Rand Paul Is Losing His Own Flame War
It’s a bad sign when your campaign is starting to resemble a comments section flame war. Especially when you’re doing it wrong. And Rand Paul — the sort of young, sort of hip, sort of libertarian presidential candidate with a campaign that likes to think it’s sort of good at the Internet — is doing it wrong.
Paul isn’t just screwing up; he’s screwing up comprehensively. His attacks on Donald Trump this last week have been an effete shitshow. He’s drawing negative attention back on his own campaign, and he’s undermining his default brand – that of the semi-cool academic type who can’t be bothered with how wrong everyone is. He’s coming off as the thirstiest dude in a field of candidates whose thirst baseline already looks like a bunch of guys who got stranded in the desert after going to town on a salt lick.
To really get a sense of Paul’s faltering, let’s go to the tapes. Forget the one where Paul conveys the sobriety of his campaign by sawing apart the tax code with less seriousness than a Frank Black video. There’s another one, released Wednesday, titled, “Rand Paul: Telling It Like It Is” – it features ominous (and old) footage of Donald Trump saying the economy performs better under Democrats, and that he’s met Hillary Clinton and thinks she’s a nice person. The Paul campaign followed the video up with a statement: “Rand is running to fight the big business, big government establishment. Donald Trump already represents one end of that problem. Now he wants to represent the other.”
Paul’s ad and response is basically an unforced error layer cake.
1. As Mother Jones‘ David Corn points out, one of Paul’s stump refrains during both his father’s 2008 presidential campaign and his own 2010 senate campaign involved praising Jimmy Carter as a far better president than Ronald Reagan when it came to the budget. Now, leave aside that what Trump said about the economy’s performance under Democrats was true, irrespective of whether his conclusion can actually be attributed to Democrats. If what Trump said counts as conservative apostasy, then Rand’s own stump speech about Reagan being worse than Carter is akin to climbing up on a crucifix and nailing a clown mask on Republican Jesus’ dick.
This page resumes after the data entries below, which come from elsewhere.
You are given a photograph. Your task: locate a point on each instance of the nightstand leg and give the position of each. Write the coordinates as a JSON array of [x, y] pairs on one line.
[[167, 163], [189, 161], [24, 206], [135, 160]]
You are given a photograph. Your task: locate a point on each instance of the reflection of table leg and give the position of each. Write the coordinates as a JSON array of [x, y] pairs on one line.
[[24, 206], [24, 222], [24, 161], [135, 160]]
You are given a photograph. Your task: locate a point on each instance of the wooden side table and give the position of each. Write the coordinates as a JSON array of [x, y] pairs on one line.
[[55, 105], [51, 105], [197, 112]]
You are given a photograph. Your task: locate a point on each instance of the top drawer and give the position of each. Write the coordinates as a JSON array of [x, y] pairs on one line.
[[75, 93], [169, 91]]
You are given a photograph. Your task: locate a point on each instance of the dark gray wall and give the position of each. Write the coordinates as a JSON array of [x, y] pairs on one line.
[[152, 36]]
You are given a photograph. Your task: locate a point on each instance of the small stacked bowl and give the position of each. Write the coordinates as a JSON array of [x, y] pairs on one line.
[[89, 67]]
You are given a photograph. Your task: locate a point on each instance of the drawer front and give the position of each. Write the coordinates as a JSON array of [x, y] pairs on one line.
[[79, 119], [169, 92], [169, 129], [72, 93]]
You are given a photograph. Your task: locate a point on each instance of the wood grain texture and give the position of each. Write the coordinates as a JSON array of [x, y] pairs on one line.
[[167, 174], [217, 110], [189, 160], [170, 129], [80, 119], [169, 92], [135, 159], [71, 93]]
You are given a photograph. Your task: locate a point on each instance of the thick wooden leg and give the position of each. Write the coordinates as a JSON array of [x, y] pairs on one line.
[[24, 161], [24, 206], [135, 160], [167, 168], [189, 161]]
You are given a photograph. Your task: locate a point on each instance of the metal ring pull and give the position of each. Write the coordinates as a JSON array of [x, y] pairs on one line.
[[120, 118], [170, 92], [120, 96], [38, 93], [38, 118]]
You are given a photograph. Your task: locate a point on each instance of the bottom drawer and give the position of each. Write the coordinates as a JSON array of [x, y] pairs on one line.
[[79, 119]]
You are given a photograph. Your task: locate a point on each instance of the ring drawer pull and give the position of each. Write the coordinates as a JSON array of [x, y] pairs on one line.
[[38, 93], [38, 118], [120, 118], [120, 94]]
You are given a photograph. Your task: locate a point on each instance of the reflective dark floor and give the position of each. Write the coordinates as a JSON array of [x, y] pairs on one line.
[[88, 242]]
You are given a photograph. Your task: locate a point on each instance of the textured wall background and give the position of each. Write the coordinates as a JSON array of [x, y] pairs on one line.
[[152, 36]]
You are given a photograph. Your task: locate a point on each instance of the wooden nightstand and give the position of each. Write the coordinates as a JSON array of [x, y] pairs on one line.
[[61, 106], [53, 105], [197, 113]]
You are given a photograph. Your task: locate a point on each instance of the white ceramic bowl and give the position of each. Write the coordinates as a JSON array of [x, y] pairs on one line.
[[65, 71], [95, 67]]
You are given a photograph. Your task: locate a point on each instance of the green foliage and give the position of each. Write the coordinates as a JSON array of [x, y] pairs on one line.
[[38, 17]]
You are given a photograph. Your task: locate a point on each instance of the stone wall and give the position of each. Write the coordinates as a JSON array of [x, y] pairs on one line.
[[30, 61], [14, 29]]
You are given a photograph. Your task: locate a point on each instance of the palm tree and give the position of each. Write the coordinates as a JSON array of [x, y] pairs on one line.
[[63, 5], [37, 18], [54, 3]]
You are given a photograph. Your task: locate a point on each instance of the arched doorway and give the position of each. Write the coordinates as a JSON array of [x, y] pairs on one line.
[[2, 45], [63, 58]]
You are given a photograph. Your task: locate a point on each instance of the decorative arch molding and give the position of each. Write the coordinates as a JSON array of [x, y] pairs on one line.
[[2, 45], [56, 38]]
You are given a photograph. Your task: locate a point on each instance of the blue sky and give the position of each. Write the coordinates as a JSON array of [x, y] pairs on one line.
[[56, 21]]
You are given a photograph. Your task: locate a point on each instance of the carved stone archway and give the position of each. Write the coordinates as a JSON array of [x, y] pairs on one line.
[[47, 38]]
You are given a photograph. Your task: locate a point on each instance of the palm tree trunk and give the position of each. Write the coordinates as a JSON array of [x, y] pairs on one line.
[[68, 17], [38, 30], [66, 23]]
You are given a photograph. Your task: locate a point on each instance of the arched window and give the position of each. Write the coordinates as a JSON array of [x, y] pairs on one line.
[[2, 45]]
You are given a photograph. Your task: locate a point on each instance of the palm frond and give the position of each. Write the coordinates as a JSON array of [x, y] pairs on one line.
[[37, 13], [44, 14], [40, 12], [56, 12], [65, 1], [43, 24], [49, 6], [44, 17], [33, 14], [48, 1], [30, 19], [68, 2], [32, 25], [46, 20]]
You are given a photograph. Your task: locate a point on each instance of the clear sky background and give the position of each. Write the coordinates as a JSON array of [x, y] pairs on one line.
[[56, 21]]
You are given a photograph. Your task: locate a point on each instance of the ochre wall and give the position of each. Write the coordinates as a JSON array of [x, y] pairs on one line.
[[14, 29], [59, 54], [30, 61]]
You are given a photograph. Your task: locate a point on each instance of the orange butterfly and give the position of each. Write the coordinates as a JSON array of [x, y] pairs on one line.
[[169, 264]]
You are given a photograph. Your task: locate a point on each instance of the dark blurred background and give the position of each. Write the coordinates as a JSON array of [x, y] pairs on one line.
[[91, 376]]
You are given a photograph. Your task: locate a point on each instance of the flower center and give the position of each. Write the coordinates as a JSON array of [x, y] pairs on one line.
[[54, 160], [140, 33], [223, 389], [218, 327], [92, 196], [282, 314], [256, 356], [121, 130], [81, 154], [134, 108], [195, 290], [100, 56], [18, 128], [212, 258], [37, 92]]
2. Whatever else you think of the Trump campaign, Trump pointing out that he can buy politicians, but can’t be bought himself, is not only hilarious, but mostly true – and it exposes a deep fissure in the conservative worldview. Rand’s response to the Donald’s donating largesse for candidates on both sides of the aisle involves drawing attention to a problem he cannot possibly ideologically object to. When Trump donates to both parties, he’s investing in future influence-peddling to reduce red tape on projects he undertakes, or to advance policies to his advantage. That’s just rational-actor theory, baby. Even conceding that big-business influence-peddling in D.C. is toxic does nothing for Paul, because his worldview doesn’t permit him the intellectual consistency of decrying that at the state and local level, or in the funding of elections in a post-Citizens United era. He’s complaining about a bug in his Never Ending Pasta Bowl in an Olive Garden ankle-deep in sewage.
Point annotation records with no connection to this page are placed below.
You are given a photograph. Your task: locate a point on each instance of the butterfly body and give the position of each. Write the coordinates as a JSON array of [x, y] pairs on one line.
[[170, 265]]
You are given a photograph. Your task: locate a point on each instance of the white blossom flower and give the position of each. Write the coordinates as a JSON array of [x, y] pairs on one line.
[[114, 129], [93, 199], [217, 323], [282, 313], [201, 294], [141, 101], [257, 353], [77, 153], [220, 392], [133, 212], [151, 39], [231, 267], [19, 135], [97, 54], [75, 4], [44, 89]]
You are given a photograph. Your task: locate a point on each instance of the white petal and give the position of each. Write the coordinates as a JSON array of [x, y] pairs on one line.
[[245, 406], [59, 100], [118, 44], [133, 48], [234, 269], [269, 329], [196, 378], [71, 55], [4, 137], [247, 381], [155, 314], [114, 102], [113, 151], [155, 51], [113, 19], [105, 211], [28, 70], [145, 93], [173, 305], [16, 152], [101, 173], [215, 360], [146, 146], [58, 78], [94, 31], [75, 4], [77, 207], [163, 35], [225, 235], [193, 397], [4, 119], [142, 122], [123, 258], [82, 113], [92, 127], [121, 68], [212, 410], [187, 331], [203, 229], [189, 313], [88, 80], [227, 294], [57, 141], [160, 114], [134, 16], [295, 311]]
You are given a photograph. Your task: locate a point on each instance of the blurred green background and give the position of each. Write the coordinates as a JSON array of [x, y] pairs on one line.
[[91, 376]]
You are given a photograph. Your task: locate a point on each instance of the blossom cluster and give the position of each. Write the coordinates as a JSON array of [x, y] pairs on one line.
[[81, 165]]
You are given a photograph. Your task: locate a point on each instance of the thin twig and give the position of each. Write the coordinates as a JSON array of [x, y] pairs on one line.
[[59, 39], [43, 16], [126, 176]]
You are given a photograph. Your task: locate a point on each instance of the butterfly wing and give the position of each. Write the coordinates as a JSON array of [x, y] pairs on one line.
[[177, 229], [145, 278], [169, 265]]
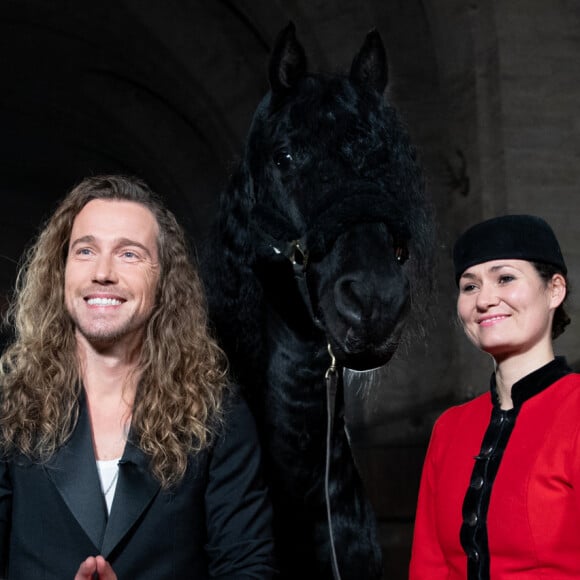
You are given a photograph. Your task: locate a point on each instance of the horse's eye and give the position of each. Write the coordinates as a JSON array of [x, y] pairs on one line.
[[283, 159], [401, 253]]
3. Look, if you’re going to take a swing at a dude who’s bigger than you, you can’t miss. Trump is crushing Paul in the polls, and rather than cut Trump down to Paul’s size, Paul’s just leaving his side exposed to effortless hooks: In his response to the Paul campaign’s Trump video, Trump cites Reagan as an example of a true conservative whose ideas evolved away from pro-Democratic positions, he mentions that he kicked Paul’s ass at golf, and he closes with astonishment that there’s anyone left in Paul’s campaign unindicted enough to make ads like these.